All of lore.kernel.org
 help / color / mirror / Atom feed
* + printk-hand-over-printing-to-console-if-printing-too-long.patch added to -mm tree
@ 2014-03-13 23:14 akpm
  0 siblings, 0 replies; only message in thread
From: akpm @ 2014-03-13 23:14 UTC (permalink / raw)
  To: mm-commits, rostedt, pmladek, fweisbec, jack

Subject: + printk-hand-over-printing-to-console-if-printing-too-long.patch added to -mm tree
To: jack@suse.cz,fweisbec@gmail.com,pmladek@suse.cz,rostedt@goodmis.org
From: akpm@linux-foundation.org
Date: Thu, 13 Mar 2014 16:14:45 -0700


The patch titled
     Subject: printk: hand over printing to console if printing too long
has been added to the -mm tree.  Its filename is
     printk-hand-over-printing-to-console-if-printing-too-long.patch

This patch should soon appear at
    http://ozlabs.org/~akpm/mmots/broken-out/printk-hand-over-printing-to-console-if-printing-too-long.patch
and later at
    http://ozlabs.org/~akpm/mmotm/broken-out/printk-hand-over-printing-to-console-if-printing-too-long.patch

Before you just go and hit "reply", please:
   a) Consider who else should be cc'ed
   b) Prefer to cc a suitable mailing list as well
   c) Ideally: find the original patch on the mailing list and do a
      reply-to-all to that, adding suitable additional cc's

*** Remember to use Documentation/SubmitChecklist when testing your code ***

The -mm tree is included into linux-next and is updated
there every 3-4 working days

------------------------------------------------------
From: Jan Kara <jack@suse.cz>
Subject: printk: hand over printing to console if printing too long

Currently, console_unlock() prints messages from kernel printk buffer to
console while the buffer is non-empty.  When serial console is attached,
printing is slow and thus other CPUs in the system have plenty of time to
append new messages to the buffer while one CPU is printing.  Thus the CPU
can spend unbounded amount of time doing printing in console_unlock(). 
This is especially serious problem if the printk() calling
console_unlock() was called with interrupts disabled.

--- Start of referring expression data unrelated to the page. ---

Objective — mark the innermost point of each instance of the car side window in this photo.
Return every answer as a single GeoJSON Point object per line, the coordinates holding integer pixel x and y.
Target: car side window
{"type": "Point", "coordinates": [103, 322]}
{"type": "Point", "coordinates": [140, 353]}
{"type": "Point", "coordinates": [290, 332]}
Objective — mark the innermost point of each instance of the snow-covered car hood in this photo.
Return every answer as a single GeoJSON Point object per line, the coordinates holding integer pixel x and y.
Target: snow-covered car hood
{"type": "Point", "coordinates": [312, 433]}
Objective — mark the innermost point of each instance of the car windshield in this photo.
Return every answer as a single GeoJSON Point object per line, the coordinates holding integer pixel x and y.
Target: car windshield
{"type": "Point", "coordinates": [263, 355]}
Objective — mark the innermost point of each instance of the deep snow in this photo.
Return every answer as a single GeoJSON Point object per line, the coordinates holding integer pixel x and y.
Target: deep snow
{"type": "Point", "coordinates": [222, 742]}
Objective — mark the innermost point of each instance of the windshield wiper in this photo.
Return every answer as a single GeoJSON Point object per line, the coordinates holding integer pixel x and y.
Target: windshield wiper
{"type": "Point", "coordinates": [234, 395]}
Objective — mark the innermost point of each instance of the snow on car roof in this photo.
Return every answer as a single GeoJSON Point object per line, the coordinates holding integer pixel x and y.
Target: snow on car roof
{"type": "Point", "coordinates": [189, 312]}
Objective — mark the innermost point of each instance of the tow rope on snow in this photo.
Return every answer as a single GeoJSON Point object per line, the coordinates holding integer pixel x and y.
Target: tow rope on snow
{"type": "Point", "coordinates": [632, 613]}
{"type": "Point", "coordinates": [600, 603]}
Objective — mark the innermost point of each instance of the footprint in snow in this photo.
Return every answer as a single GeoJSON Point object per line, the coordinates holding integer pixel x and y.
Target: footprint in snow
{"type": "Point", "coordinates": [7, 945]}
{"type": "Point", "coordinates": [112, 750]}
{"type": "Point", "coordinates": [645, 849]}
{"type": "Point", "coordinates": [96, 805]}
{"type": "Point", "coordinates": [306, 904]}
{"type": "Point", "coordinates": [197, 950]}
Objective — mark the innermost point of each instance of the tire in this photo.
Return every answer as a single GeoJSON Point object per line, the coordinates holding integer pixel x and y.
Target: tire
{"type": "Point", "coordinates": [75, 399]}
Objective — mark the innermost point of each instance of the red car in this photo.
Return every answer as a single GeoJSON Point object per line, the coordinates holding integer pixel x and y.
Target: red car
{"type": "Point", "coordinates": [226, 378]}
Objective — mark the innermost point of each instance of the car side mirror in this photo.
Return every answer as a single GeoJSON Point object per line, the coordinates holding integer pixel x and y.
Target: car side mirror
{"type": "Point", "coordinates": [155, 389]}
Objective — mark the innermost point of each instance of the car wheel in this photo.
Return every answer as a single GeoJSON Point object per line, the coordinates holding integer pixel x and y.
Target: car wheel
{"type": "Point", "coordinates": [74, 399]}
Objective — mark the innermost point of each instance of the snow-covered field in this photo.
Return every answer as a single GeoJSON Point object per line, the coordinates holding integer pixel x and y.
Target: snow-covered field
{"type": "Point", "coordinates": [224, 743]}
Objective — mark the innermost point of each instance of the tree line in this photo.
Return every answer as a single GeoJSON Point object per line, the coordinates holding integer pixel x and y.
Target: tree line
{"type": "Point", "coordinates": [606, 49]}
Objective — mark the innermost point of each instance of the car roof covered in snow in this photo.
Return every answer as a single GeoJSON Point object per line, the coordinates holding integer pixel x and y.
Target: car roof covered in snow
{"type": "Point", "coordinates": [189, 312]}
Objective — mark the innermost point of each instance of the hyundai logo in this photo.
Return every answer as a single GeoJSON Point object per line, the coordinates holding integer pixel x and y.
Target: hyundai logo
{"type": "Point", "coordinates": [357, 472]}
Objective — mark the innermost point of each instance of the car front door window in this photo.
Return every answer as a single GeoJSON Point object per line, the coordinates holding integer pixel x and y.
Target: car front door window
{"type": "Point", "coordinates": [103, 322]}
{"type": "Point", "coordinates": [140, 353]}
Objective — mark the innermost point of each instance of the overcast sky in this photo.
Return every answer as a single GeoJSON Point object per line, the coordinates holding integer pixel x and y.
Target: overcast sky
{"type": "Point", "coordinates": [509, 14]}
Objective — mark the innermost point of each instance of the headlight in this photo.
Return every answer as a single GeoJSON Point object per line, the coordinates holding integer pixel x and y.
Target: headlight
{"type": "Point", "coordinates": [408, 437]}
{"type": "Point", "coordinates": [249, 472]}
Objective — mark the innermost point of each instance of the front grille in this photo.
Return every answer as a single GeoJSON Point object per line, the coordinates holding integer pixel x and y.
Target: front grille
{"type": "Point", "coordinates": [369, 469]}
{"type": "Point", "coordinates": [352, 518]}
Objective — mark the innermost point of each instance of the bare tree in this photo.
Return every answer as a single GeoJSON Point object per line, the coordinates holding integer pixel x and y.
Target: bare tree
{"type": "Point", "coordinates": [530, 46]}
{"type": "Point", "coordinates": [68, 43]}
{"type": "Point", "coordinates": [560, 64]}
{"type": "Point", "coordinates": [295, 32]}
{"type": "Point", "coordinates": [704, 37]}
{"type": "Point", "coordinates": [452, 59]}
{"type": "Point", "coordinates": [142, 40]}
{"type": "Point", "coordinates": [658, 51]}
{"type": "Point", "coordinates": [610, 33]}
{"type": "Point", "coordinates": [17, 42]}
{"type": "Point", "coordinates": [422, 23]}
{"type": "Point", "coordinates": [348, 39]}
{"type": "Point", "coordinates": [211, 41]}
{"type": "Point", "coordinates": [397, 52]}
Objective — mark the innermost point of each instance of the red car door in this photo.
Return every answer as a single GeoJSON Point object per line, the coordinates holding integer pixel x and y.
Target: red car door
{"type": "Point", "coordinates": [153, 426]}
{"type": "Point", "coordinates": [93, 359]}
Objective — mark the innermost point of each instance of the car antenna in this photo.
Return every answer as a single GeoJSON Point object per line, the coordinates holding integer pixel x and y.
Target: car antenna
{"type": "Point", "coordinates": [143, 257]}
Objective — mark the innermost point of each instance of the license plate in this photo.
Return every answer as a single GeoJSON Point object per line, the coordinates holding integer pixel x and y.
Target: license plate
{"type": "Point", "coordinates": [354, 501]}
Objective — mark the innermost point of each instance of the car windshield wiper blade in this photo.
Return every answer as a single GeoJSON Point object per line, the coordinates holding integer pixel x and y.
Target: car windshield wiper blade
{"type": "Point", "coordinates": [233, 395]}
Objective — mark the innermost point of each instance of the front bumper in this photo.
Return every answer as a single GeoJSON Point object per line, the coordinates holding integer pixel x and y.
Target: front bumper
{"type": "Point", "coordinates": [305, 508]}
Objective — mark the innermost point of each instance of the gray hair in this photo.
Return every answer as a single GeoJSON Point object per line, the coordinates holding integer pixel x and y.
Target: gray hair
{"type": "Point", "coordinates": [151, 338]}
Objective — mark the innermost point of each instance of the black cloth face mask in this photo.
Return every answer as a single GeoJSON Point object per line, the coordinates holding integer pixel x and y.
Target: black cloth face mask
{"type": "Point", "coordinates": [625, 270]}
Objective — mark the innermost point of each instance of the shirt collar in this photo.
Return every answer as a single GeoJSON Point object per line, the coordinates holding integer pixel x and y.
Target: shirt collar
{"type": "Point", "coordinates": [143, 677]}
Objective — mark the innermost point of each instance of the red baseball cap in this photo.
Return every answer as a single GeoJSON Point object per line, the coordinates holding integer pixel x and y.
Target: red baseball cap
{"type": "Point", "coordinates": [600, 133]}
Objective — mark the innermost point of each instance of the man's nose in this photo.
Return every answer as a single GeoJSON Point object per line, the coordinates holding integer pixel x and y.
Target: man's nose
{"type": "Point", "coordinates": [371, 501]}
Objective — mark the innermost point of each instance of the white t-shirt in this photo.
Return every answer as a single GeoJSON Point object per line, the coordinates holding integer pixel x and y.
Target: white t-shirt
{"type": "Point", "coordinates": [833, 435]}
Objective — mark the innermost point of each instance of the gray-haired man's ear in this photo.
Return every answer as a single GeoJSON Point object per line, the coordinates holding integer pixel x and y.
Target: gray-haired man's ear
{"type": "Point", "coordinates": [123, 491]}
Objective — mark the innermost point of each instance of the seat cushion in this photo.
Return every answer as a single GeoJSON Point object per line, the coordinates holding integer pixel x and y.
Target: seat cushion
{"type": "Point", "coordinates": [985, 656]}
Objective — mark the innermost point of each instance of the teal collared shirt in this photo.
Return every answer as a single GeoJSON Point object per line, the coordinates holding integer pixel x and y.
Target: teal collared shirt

In practice users have observed a CPU can spend tens of seconds printing
in console_unlock() (usually during boot when hundreds of SCSI devices are
discovered) resulting in RCU stalls (CPU doing printing doesn't reach
quiescent state for a long time), softlockup reports (IPIs for the
printing CPU don't get served and thus other CPUs are spinning waiting for
the printing CPU to process IPIs), and eventually a machine death (as
messages from stalls and lockups append to printk buffer faster than we
are able to print).  So these machines are unable to boot with serial
console attached.  Also during artificial stress testing SATA disk
disappears from the system because its interrupts aren't served for too
long.

This patch implements a mechanism where after printing specified number of
characters (tunable as a kernel parameter printk.offload_chars), CPU doing
printing asks for help by setting PRINTK_HANDOVER_B bit in
printk_handover_state variable and wakes up one of dedicated kthreads.  As
soon as the printing CPU notices kthread got scheduled and is spinning on
console_sem, it drops console_sem and exits console_unlock().  kthread
then takes over printing instead.  This way no CPU should spend printing
too long even if there is heavy printk traffic.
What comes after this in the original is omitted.